Inquisitions are sure to follow if you’ve won India’s highest civilian honor on the back of a little-known career. At the same time, if that career’s been forged on scientific research, then blame all that’s little-known on media apathy, flick away what fleeting specks of guilt persist, and congratulate the winner for years of “great work” (which of course you didn’t hear about till news portals “broke” the news – even to the point of getting things, as usual, terribly wrong).
Yesterday, it was announced Prof. C.N.R. Rao of the Jawaharlal Nehru Centre for Advanced Scientific Research (JNCASR), a chemist, was being awarded the Bharat Ratna for his prolific research and, presumably, his contributions to science education in India. In a career spanning more than 50 years, Rao helped set up the JNCASR and was pivotal in establishing the five IISERs (Kolkata, Pune, Mohali, Bhopal and Thiruvananthapuram). In between, he was the Chairman of the Scientific Advisory Council for four Indian Prime Ministers: Rajiv Gandhi, Deve Gowda, I.K. Gujral and Manmohan Singh.
As a researcher, Rao works in solid-state and structural chemistry and superconductivity, with more than 1,500 published papers and an h-index of 90. He was made a Fellow of the Royal Society in 1982, received the Hughes Medal in 2000; the Indian Science Award in 2004; and the French Legion of Honour in 2005. He’s received various other awards, too, and has honorary PhDs from over 50 universities the world over. All these distinctions, and more, have been covered by journalists in their reports published, and continuing to be published, hours after the PMO announced that he’d be conferred India’s highest civilian award.
What was conspicuously missing from the coverage was Rao’s involvement in a series of plagiarism charges levelled against him for papers of his published through 2011 and 2012. Both of India’s two most widely-read English dailies didn’t include it in their reports, while a third, smaller publication had a mention in its last line (I didn’t bother to check other publications – but imagine, between the two biggies, some 9.8 million readers in the country haven’t been reminded about what Rao was engaged in). Why would news-channels choose to leave it out? Some reasons could be…
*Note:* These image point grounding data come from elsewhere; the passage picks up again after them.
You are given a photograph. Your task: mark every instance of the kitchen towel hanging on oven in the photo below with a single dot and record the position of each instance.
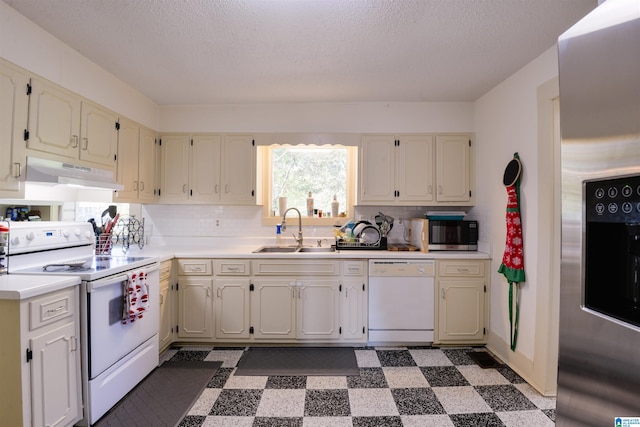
(135, 293)
(512, 266)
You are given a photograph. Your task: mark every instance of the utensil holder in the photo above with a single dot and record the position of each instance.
(104, 244)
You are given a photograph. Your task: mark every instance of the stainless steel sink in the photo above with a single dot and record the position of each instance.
(316, 249)
(275, 249)
(292, 249)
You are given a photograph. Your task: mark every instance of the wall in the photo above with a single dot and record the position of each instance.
(29, 46)
(506, 119)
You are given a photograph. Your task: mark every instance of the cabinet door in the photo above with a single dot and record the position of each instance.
(99, 139)
(128, 161)
(232, 307)
(414, 169)
(205, 168)
(318, 309)
(353, 309)
(54, 120)
(273, 310)
(377, 169)
(453, 162)
(461, 310)
(175, 168)
(147, 160)
(55, 377)
(14, 105)
(238, 179)
(195, 308)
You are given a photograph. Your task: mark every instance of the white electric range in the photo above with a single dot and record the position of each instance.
(116, 354)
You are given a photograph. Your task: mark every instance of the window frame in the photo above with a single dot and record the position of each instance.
(268, 217)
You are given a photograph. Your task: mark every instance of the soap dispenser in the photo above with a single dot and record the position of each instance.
(310, 204)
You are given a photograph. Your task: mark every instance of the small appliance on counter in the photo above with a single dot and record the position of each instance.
(453, 235)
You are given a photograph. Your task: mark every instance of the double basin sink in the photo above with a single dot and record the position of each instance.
(293, 249)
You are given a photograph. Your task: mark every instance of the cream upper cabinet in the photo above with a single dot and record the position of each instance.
(238, 170)
(396, 170)
(63, 124)
(416, 170)
(99, 134)
(453, 168)
(208, 169)
(174, 182)
(136, 161)
(461, 309)
(14, 108)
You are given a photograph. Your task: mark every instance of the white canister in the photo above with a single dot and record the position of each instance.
(282, 205)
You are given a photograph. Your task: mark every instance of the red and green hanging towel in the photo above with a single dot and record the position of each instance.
(512, 266)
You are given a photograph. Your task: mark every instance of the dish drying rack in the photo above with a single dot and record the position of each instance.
(127, 231)
(357, 245)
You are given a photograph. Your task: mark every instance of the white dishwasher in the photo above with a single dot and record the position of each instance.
(401, 301)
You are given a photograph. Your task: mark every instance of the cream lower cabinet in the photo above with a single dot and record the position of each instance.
(167, 330)
(461, 287)
(232, 299)
(40, 360)
(195, 300)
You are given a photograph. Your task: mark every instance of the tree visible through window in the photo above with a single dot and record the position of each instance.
(298, 170)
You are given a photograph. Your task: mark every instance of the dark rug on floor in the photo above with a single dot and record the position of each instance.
(484, 359)
(164, 397)
(292, 361)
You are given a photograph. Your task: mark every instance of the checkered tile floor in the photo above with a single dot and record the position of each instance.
(397, 386)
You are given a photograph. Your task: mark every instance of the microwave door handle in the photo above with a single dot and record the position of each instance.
(101, 283)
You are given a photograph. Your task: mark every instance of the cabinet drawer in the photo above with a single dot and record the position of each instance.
(463, 268)
(51, 308)
(295, 268)
(232, 267)
(195, 267)
(165, 270)
(354, 268)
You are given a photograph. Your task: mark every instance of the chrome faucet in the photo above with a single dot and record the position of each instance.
(283, 227)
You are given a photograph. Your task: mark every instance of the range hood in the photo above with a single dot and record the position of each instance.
(53, 172)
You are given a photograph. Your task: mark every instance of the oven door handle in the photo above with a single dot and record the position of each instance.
(101, 283)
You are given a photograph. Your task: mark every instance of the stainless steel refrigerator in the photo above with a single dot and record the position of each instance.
(599, 352)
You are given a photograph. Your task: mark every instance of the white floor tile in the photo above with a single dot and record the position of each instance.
(461, 400)
(371, 402)
(430, 357)
(478, 376)
(534, 418)
(367, 359)
(281, 403)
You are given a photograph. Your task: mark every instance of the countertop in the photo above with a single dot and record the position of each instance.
(19, 287)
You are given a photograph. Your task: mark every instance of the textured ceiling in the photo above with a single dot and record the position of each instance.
(264, 51)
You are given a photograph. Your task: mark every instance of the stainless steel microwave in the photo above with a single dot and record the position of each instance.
(453, 235)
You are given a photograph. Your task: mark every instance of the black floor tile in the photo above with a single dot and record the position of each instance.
(444, 376)
(504, 398)
(237, 403)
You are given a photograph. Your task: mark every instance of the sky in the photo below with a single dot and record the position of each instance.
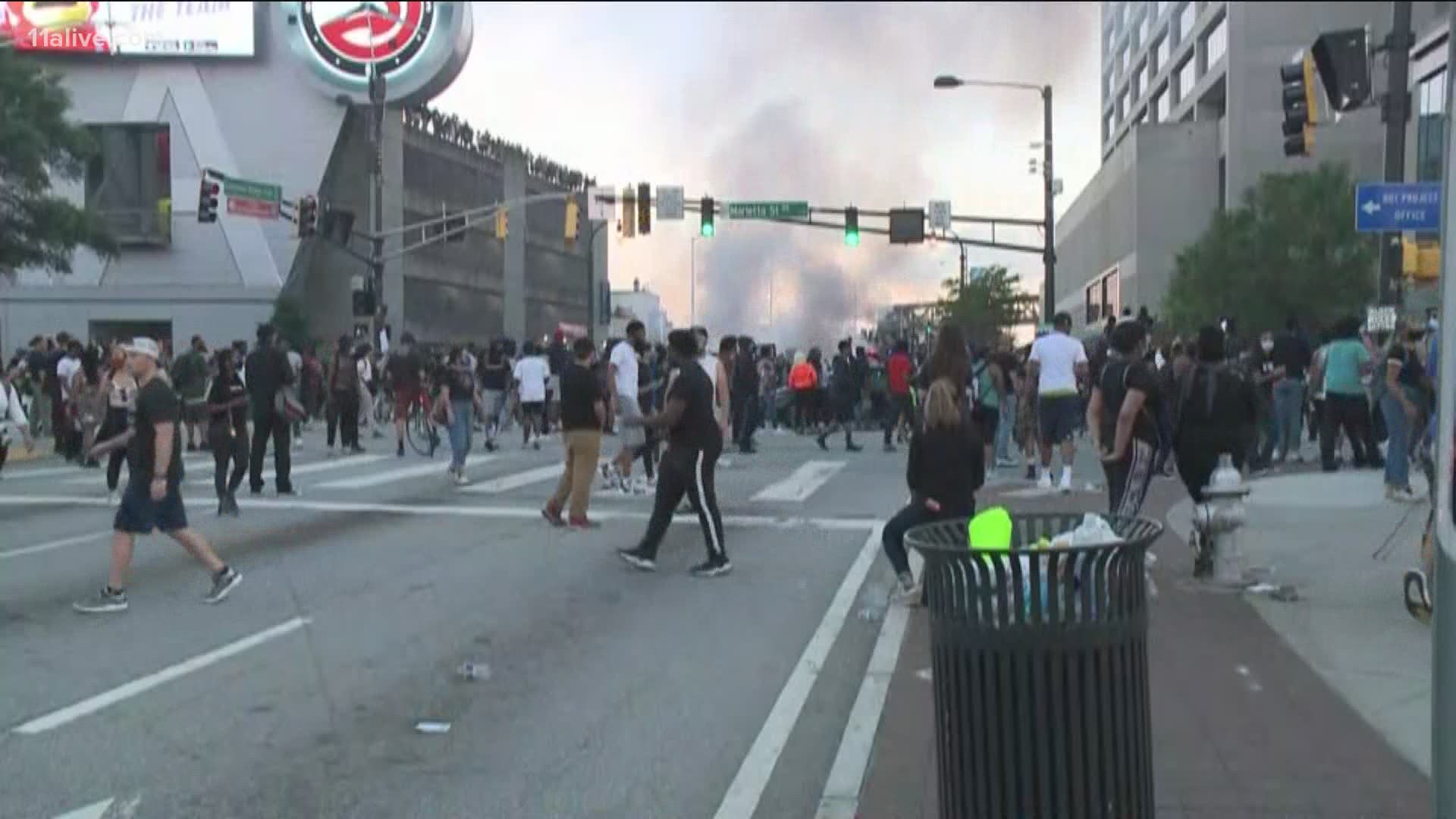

- Rao didn’t engage in plagiarism, just that one of his co-authors, a student tasked with writing the introductory elements of the paper, did.
- Rao has published over 1,500 papers; even in the papers where plagiarised content was found, the experiments and results were original. These charges are, thus, freak occurrences.
- It’s a tiny blip on an illustrious career, and with a Bharat Ratna in the picture, minor charges of plagiarism can be left out because they don’t contribute to the “effect” of the man.
This is where I’d remind you about a smart Op-ed by IMS researcher Rahul Siddharthan that appeared in The Hindu on March 9, 2012. Here’s a line from the paper that points to the concerns I have with Rao:
Unfortunately, the senior authors (Rao, who was the last author, and S.B. Krupanidhi of IISc, Bangalore) did three other things. They both publicly blamed the first author, a graduate student of Krupanidhi. They both denied that it was plagiarism. And Rao declared that he had had little personal involvement with this paper.
If any of the three excuses listed above are being cited by journalists, Siddharthan’s piece defeats them, instead drawing forth a caricature of Rao and his character that seem disagreeable. I would like to think that Rao was simply absent-minded, but I’m unable to. Siddharthan’s words make Rao sound as if he was disgruntled with an unexpected outcome, that it was as a result of simply neglecting to supervise work that he wanted to end up taking credit for – no matter that the experiments and results presented in the paper were original.
To wit, here’s another paragraph from Siddharthan’s piece:
Rao and his colleagues were undoubtedly aware of the previous paper, since they plagiarised from it; yet they cite it only once, briefly and without discussion, in the introduction. Not only do they fail to compare their results with a very relevant prior publication: they nowhere even hint to the reader that such work exists.
To be clear, my grouse isn’t with C.N.R. Rao winning the Bharat Ratna but the lightness with which newspapers have chosen to suppress the fact that Rao, in some way, was unaware (or, equally bad, aware) about plagiarised content in his work.
Worse, in an article by K.S. Jayaraman in Nature in February 2012, Rao speaks about the importance of good language skills among students, and the need for an institutional mechanism to enforce it. In an interview published in Current Science in May 2011, he talks about the importance of grooming youngsters and providing the supportive environment he thinks mandatory for them to succeed. Is this Rao leading by example, then, to show the dire need for such mechanisms and environments?
While an exalted picture of him persists into Day 2 in the Indian mainstream media, I remember that at the moment of announcement, many of my scientist- and science-writing-friends expressed mild confusion over the choice. First thought: Surely there were others? A few minutes later: But why? An hour later: Is he in the league of Raman or Kalam? These giants of Indian science and technology commanded a public perception that transcended their work.
Then again, are all these questions being raised simply in the wake of years of media apathy toward Rao’s work in the public sphere?